Strange threads scheduling on XP with new Nahalem processors
We received an HP Z600 with dual QuadCore L5520 processos. With hyperthreading enabled, the XP32 OS shows 16 logical cores. We have an MPEG2 encoder which creates 8 threads to compress. In our first test with HT on, these 8 threadswere sheduled to run on one physicial processor with each 2 sharing one core. The second processorwas alwaysidle. We used the AMD CPU enumerator to get the association. This significantly slowed down the speed. However,in our second, when we disabled HT, 8 threads were distributed evenly on two processors which boosted the speed to real-time.
It seems to me that the OS scheduler tries to put threads to run on the same physical processor as possible as it can when there are less threads than the logical cores.

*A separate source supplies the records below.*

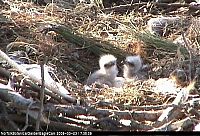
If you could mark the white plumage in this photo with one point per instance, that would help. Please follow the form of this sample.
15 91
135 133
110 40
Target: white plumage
132 67
107 73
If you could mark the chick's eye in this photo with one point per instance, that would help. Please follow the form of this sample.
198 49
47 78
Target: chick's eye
129 63
110 64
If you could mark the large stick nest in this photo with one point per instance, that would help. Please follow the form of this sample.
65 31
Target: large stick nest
70 37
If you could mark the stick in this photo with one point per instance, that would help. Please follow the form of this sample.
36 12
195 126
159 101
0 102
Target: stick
53 87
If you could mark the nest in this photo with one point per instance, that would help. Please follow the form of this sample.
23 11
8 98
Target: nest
70 40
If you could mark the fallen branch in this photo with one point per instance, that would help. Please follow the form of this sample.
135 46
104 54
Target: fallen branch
53 87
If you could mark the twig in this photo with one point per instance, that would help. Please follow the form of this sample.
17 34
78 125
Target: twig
53 87
190 56
41 97
27 111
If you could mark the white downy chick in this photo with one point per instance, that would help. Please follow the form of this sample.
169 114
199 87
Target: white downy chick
132 67
107 73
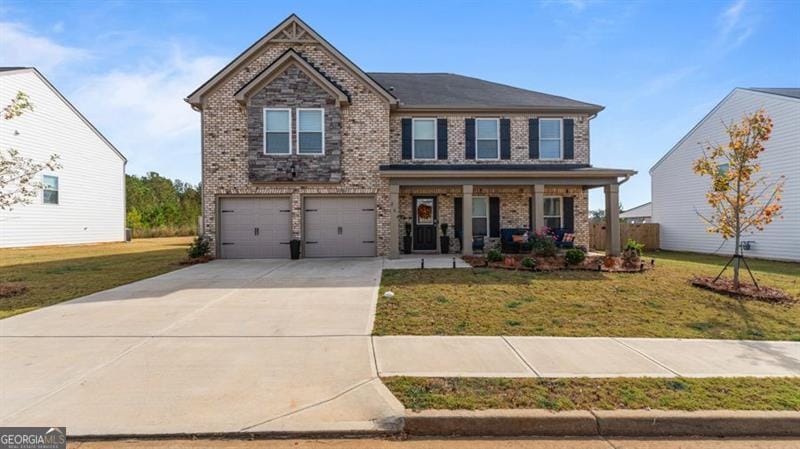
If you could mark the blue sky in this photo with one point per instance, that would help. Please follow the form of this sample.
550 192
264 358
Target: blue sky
658 67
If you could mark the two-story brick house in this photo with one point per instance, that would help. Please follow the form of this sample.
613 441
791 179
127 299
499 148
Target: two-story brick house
299 143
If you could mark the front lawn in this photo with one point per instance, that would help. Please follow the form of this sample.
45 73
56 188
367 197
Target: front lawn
744 393
656 303
52 274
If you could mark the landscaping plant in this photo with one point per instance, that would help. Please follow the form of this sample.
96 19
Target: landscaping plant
494 255
543 244
574 256
200 247
740 201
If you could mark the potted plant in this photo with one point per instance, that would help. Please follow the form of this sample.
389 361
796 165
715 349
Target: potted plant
444 240
407 239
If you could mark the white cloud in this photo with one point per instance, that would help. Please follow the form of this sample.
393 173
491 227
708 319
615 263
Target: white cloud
143 113
20 47
736 23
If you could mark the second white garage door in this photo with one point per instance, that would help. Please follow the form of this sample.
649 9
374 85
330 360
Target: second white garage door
255 228
339 227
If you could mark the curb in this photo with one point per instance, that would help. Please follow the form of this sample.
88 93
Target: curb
613 423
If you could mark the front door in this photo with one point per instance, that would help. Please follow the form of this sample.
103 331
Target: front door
424 223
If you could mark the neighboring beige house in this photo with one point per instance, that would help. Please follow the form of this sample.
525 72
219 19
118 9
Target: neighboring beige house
678 194
81 202
299 143
642 213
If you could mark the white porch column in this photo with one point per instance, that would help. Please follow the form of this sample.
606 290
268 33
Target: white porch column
538 207
394 226
613 245
466 205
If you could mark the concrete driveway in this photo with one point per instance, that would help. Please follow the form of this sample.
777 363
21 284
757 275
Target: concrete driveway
229 346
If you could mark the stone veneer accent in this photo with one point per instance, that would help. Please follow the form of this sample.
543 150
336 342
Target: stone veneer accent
364 144
519 139
513 208
294 89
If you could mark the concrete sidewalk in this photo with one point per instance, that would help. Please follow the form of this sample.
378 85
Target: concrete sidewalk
437 356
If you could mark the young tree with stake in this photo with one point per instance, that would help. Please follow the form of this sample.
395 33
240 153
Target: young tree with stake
740 201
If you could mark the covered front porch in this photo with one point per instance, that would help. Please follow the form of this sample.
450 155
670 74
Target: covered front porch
482 203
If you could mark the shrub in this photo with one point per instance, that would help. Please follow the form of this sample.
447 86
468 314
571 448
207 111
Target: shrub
494 255
574 256
634 245
200 247
543 245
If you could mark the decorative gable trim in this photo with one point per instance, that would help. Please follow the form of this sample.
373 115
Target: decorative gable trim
291 30
289 58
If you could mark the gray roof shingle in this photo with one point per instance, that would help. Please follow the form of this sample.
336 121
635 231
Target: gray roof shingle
447 90
793 92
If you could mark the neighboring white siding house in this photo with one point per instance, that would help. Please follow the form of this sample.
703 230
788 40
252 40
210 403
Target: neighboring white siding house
677 193
90 185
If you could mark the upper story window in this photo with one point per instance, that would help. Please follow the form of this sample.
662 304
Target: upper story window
277 131
50 189
487 138
553 212
550 138
310 131
423 143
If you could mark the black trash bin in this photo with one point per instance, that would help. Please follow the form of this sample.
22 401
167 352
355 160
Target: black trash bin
294 247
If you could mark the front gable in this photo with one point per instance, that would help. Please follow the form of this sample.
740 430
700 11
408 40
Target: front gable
292 33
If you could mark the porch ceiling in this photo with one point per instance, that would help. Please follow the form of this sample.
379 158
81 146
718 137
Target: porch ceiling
502 174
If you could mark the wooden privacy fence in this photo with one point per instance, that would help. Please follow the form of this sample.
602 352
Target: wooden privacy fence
647 233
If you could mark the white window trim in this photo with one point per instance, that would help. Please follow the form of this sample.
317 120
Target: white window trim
560 210
58 190
323 131
560 139
477 156
488 221
414 140
264 136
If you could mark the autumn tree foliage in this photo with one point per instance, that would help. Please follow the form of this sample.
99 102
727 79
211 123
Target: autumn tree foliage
18 183
741 200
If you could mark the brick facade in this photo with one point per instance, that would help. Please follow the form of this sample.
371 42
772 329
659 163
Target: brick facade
360 136
456 148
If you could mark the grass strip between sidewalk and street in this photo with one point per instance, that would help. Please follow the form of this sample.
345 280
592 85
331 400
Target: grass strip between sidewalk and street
743 393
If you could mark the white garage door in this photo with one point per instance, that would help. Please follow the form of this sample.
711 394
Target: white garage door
339 227
255 228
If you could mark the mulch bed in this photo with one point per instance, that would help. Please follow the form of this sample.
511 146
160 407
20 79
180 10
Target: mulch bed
556 263
196 260
747 291
9 289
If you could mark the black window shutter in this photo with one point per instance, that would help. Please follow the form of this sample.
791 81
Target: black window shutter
569 214
494 217
405 126
505 138
533 138
458 211
441 137
569 138
469 137
530 213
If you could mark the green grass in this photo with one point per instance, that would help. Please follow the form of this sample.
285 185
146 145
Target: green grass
746 393
53 274
657 303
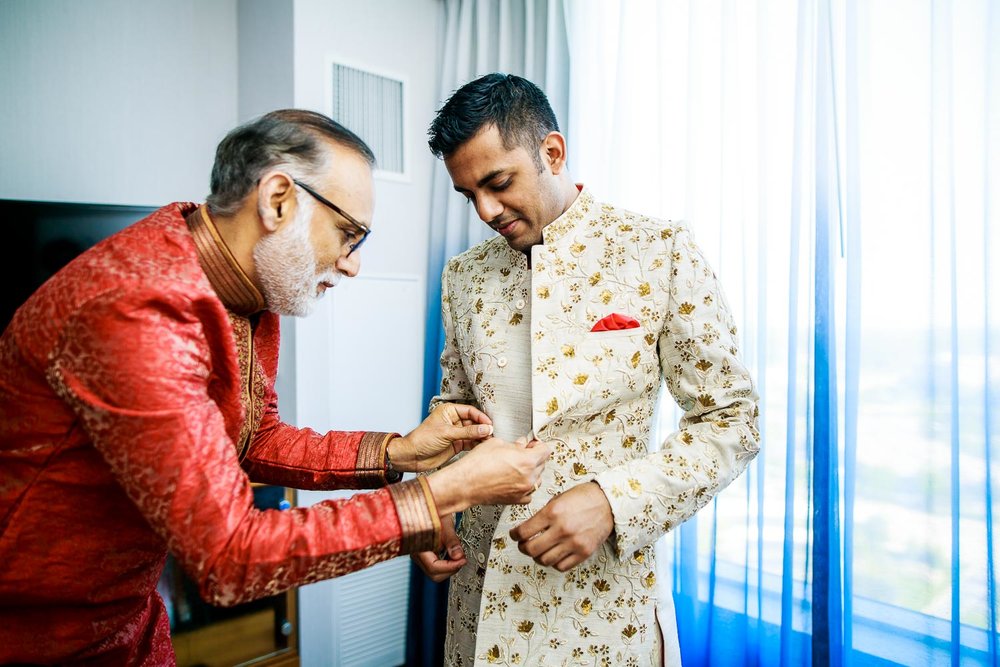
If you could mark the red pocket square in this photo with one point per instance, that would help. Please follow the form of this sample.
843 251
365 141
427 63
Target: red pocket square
615 322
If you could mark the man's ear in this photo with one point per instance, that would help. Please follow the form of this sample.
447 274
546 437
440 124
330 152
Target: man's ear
553 150
275 199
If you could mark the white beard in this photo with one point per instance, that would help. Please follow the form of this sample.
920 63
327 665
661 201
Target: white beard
286 267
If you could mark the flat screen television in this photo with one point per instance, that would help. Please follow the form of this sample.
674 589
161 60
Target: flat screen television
42 237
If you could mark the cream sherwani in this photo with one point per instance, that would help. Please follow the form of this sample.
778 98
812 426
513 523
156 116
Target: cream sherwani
519 344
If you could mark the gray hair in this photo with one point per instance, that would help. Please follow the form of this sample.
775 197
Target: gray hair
287 137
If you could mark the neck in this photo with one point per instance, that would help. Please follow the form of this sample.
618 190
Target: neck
240 233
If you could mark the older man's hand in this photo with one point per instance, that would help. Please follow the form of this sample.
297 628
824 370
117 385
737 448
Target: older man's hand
438 566
449 429
494 472
568 529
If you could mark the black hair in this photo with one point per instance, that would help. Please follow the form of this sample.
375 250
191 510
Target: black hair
518 108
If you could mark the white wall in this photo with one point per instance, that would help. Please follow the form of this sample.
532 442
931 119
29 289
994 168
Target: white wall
369 374
114 101
123 102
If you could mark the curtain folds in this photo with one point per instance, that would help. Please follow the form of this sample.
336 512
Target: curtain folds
524 37
837 161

This is not efficient on the new Nahalem processors since they have individual L2 cache.
XP32 was not designed in any way for the requirements of Xeon5520 (or AMD Barcelona, for that matter); in fact, support was dropped before release of this CPU. Full Windows support for this CPU doesn't come until Windows 7 (still in beta). Until then, you need a method outside the OS to pin threads effectively, as you appear to recognize. If you use an affinity scheme which pins threads to the first 8 logical processors, the effect you report is to be expected. Full support for this platform in Intel OpenMP begins with ifort/icl 11.1 releases: set KMP_AFFINITY=physical pins threads (in order) to separate cores. For earlier Intel compiler OpenMP library versions, you should find set KMP_AFFINITY=compact effective, provided that you disabled HT. You could expect an affinity scheme intended for a non-HT CPU such as AMD to work better with HT disabled.